Da kommt der Trend gerade recht, für alle Tragödien des
Lebens Psychoexperten zu Rate zu ziehen. Gerade jetzt (in der
nachideologischen Zeit) suchen immer mehr Menschen Orientierung und Lebenshilfe, die sie sich von der Psychologie erhoffen. Diese Tendenz wird zusätzlich von medialen Psychowellen
angetrieben, deren wirksamste in den vergangenen Jahren die
„Burn-out“-Welle war. Das hat den Therapiebedarf in den vergangenen Jahren anschwellen lassen. Und psychotherapeutische
oder psychosomatische Kliniken und niedergelassene Psychotherapeuten (die Schwerkranke ausschließen dürfen!) öffnen die
Tür für die Behandlung von „Gesunden“.
Ist es also nur negativ bestellt mit den psychiatrischen Kliniken
hierzulande und der Versorgung der Betroffenen?
Eine nicht repräsentative Online-Umfrage der Stiftung Warentest aus dem Jahr 2011 mit knapp 4000 Teilnehmern hat untersucht, wie viele Menschen mit seelischen Problemen eine Psychotherapie beginnen – und welche Erfahrungen sie mit der
Therapie gemacht haben.

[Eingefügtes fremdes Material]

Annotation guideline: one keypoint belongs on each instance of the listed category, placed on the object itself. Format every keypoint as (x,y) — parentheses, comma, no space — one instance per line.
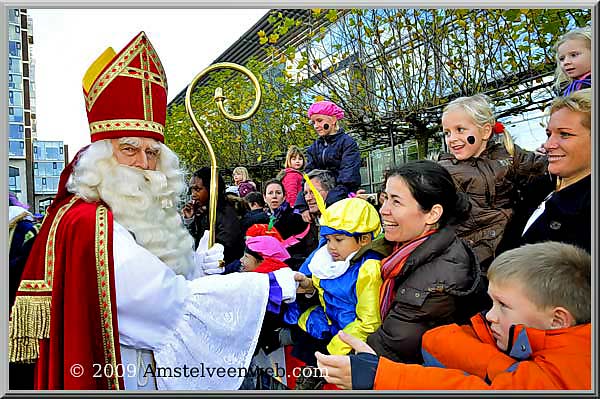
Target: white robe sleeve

Die Ergebnisse zeigen deutlich: Vielen
hat die Therapie gut oder sehr gut geholfen. Ihr seelisches Leiden hat erheblich abgenommen und ihre Schwierigkeiten im Alltag sind geringer geworden.
Zu Beginn der Therapie hatten etwas mehr als drei Viertel der
Befragten „große“ oder „sehr große“ seelische Probleme.

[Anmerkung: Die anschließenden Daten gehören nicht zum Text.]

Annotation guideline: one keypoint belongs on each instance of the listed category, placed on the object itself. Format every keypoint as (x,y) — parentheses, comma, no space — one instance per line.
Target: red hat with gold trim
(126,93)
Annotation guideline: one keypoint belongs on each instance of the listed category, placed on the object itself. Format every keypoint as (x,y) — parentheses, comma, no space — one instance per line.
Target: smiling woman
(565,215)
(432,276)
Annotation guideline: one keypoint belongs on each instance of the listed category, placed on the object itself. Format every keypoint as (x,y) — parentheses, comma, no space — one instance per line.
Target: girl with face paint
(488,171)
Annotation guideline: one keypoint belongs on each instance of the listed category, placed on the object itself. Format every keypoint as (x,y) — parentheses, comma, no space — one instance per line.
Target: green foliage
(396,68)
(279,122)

Nach Abschluss der Therapie gaben dagegen 57 Prozent an,
dass ihre seelischen Belastungen jetzt „gering“ bis „sehr gering“
seien. 29 Prozent berichteten noch über „mäßige“ seelische Belastungen.
Positiv auch, dass die meisten Patienten ihre Therapie erfolgreich zu Ende führten: 80 Prozent der Befragten blieben bis zum
Abschluss in der Therapie, nur 20 Prozent brachen die Behandlung vorzeitig ab.